Le graphique ci-dessous présente les primes des CDS, les z-spreads des obligations et les bases des CDS des indices européen et américain. Sur toute l’année 2014, les quatre spreads des indices non financiers IG se sont resserrés. La base des CDS pour les créances non financières IG en USD est restée négative (-19 pb en moyenne). En termes absolus, la base négative en USD a diminué, passant d’entre – 30 et – 20 pb en janvier à – 11 pb au cours de la première semaine de juillet.
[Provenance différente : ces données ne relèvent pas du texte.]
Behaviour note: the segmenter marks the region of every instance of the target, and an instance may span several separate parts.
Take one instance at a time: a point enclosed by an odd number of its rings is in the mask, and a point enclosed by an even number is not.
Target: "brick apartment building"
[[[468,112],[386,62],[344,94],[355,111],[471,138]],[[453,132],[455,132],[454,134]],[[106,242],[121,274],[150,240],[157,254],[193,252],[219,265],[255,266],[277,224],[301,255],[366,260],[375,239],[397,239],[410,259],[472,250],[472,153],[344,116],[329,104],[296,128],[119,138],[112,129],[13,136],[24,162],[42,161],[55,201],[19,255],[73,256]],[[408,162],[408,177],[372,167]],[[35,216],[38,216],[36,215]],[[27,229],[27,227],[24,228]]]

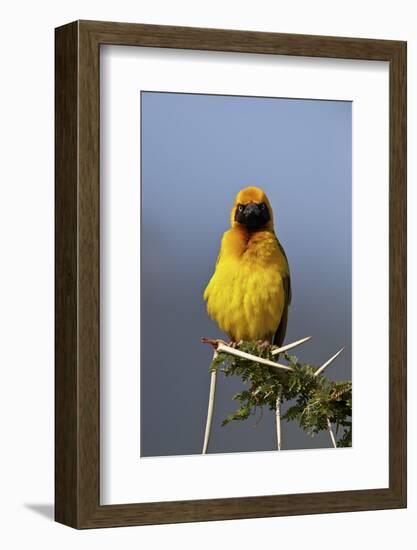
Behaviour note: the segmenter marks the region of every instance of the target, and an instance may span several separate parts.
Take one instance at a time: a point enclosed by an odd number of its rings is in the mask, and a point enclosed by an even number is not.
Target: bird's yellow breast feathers
[[[271,341],[280,326],[285,334],[290,274],[262,189],[242,189],[230,221],[204,291],[208,314],[232,340]]]

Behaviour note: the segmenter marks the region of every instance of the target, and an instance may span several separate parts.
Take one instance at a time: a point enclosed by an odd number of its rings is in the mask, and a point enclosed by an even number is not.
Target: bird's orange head
[[[274,218],[268,197],[260,187],[245,187],[236,195],[230,214],[232,227],[248,231],[274,230]]]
En revanche, excepté au cours de la première semaine de janvier qui est susceptible de présenter des distorsions en raison des faibles volumes d’échange, la base des CDS IG non financiers en EUR a été positive (+ 12 pb en moyenne) et s’élève à + 11 pb pour la première semaine de juillet.

Comparaison de la base des CDS en EUR et USD sur les créances non financières IG

Plusieurs raisons ont été proposées pour rendre compte du contraste entre la base des CDS européens et celle des CDS américains. Certains mettent en avant le déséquilibre entre l’offre et la demande sur les marchés obligataires au comptant d’Europe, qui a pour effet d’ajouter une prime de rareté aux prix des obligations et ainsi d’anéantir leurs spreads. D’autres font valoir que les contrats CDS européens ont été principalement utilisés à des fins de couverture (achat d’une protection au moyen de CDS, destinée à réduire l’exposition au risque de crédit), tandis que les contrats CDS en USD ont été utilisés de façon plus équilibrée, tant pour augmenter que pour réduire l’exposition au risque de crédit.

Dans l’environnement de marché actuel, caractérisé par des rendements faibles et des spreads de crédit très serrés, le niveau de la base des CDS constitue un paramètre important. Le choix entre une obligation au comptant ou un dérivé de crédit est un autre levier que les investisseurs en titres à revenus fixes peuvent utiliser pour exploiter les opportunités de valeur relative. Grâce à la sélection soigneuse de l’instrument financier – obligation au comptant ou bien contrat CDS – il est possible d’obtenir une augmentation du rendement de dix points de base pour un risque de crédit équivalent. Lorsque la base est positive, le CDS est bon marché par rapport à l’obligation au comptant et inversement lorsque la base est négative. Ainsi, à l’heure actuelle, il est souvent très judicieux de s’exposer au risque de crédit IG en EUR en privilégiant les contrats CDS par rapport aux obligations au comptant lorsque la base des CDS est en territoire positif.

La valeur des investissements peut fluctuer et ainsi faire baisser ou augmenter la valeur liquidative des fonds. Vous pouvez donc ne pas récupérer votre placement d'origine. Les performances passées ne préjugent pas des performances futures.